Dysregulated iron metabolism is associated with altered body composition and nonalcoholic fatty liver disease (NAFLD); however, mechanisms underlying this association remain undefined. We investigated this association in 117 women. Middle-aged women (≥45 years old (y)) were heavier and had lower serum iron, higher serum hepcidin, ferritin, and severe NAFLD incidence than young adult women (<45 y). Age-adjusted linear regression analysis revealed that young adult women with the highest serum iron:ferritin ratio (Tertile 3) had a 5.08-unit increased percentage of muscle mass [β = 5.08 (1.48–8.68), p < 0.001] and a 1.21-unit decreased percentage visceral fat mass [β = −1.21 (−2.03 to −0.39), p < 0.001] compared with those with the lowest serum iron:ferritin ratio (Tertile 1; reference).

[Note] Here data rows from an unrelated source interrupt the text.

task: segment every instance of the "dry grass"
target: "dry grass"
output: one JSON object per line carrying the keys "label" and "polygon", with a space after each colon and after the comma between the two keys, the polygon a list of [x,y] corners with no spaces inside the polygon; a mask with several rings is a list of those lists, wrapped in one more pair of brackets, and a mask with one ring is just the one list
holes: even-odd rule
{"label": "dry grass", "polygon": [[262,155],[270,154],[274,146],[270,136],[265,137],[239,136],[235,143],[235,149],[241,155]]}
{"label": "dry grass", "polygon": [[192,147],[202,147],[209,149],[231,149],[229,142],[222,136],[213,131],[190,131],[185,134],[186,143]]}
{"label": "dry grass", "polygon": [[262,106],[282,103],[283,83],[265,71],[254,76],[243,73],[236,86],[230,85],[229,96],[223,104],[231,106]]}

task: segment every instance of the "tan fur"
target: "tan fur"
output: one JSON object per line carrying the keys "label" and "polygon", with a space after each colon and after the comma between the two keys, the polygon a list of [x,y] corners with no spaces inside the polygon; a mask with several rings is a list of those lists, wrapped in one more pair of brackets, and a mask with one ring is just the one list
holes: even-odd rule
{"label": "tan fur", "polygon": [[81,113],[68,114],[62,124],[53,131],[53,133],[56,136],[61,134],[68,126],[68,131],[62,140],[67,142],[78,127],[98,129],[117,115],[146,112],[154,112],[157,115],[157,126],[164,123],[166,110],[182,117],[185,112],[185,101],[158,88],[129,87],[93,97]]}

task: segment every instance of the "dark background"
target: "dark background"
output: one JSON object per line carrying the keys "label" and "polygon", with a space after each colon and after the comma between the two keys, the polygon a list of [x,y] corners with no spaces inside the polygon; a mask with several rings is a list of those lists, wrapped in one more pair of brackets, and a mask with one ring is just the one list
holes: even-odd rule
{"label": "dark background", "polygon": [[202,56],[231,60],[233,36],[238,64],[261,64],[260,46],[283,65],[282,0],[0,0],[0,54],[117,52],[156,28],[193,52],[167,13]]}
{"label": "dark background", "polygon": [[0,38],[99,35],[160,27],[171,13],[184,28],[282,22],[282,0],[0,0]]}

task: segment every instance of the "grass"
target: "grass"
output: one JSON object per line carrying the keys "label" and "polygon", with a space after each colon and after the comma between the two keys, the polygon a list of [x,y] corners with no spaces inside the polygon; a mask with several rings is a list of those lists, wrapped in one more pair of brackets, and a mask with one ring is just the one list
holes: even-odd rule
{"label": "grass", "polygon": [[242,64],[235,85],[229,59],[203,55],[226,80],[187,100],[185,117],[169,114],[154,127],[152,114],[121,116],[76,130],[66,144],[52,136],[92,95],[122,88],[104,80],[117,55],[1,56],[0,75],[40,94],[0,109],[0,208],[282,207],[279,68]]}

The iron:ferritin dietary pattern, characterized by high consumption of beef, lamb, dairy products, fruits, and whole grains, and low consumption of refined carbohydrates (rice, noodles, and bread and pastries), and deep- and stir-fried foods, predicted a 90% [odds ratio: 0.10, 95% confidence interval: 0.02–0.47, p < 0.001] reduced risk of mild vs. moderate and severe NAFLD in young adult women. Our findings suggest that the serum iron:ferritin ratio more accurately predicts body composition and reduced risk of severe fatty liver progression in young adult women compared to middle-aged women.

Keywords:

non-alcoholic fatty liver disease; serum iron; serum ferritin; body composition; dietary pattern

1. Introduction

Nonalcoholic fatty liver disease (NAFLD) is the most common cause of chronic liver disease worldwide [1]. However, mechanisms underlying the etiology and progression of NAFLD remain unclear. NAFLD can progress from fat accumulation in the liver (steatosis) to nonalcoholic steatohepatitis (NASH) or from NASH to fibrosis or cirrhosis. Recently, NAFLD is considered to be the hepatic manifestation of metabolic syndrome (MetS) because NAFLD is strongly associated with obesity and the clustering of metabolic risk factors, including dyslipidemia and insulin resistance (IR) [2,3]. Emerging evidence suggests that iron contributes to NAFLD progression [3]. Although the role of hepatic iron in the progression of NASH, fibrosis, or cirrhosis remains inconclusive [4], dysmetabolic iron overload syndrome (DIOS) is commonly associated with obesity or obesity-related comorbidities, such as NAFLD and MetS [5]. Iron has been reported to serve as “the first hit” to promote liver steatosis through lipid interference [6] or glucose metabolism [7]. IR or iron-mediated lipid peroxidation and oxidative stress can trigger necrotic inflammation leading to the progression of steatosis to NASH and, subsequently, to cirrhosis [8]. Furthermore, elevated hemoglobin and serum ferritin levels are independent risk factors for NAFLD [9,10].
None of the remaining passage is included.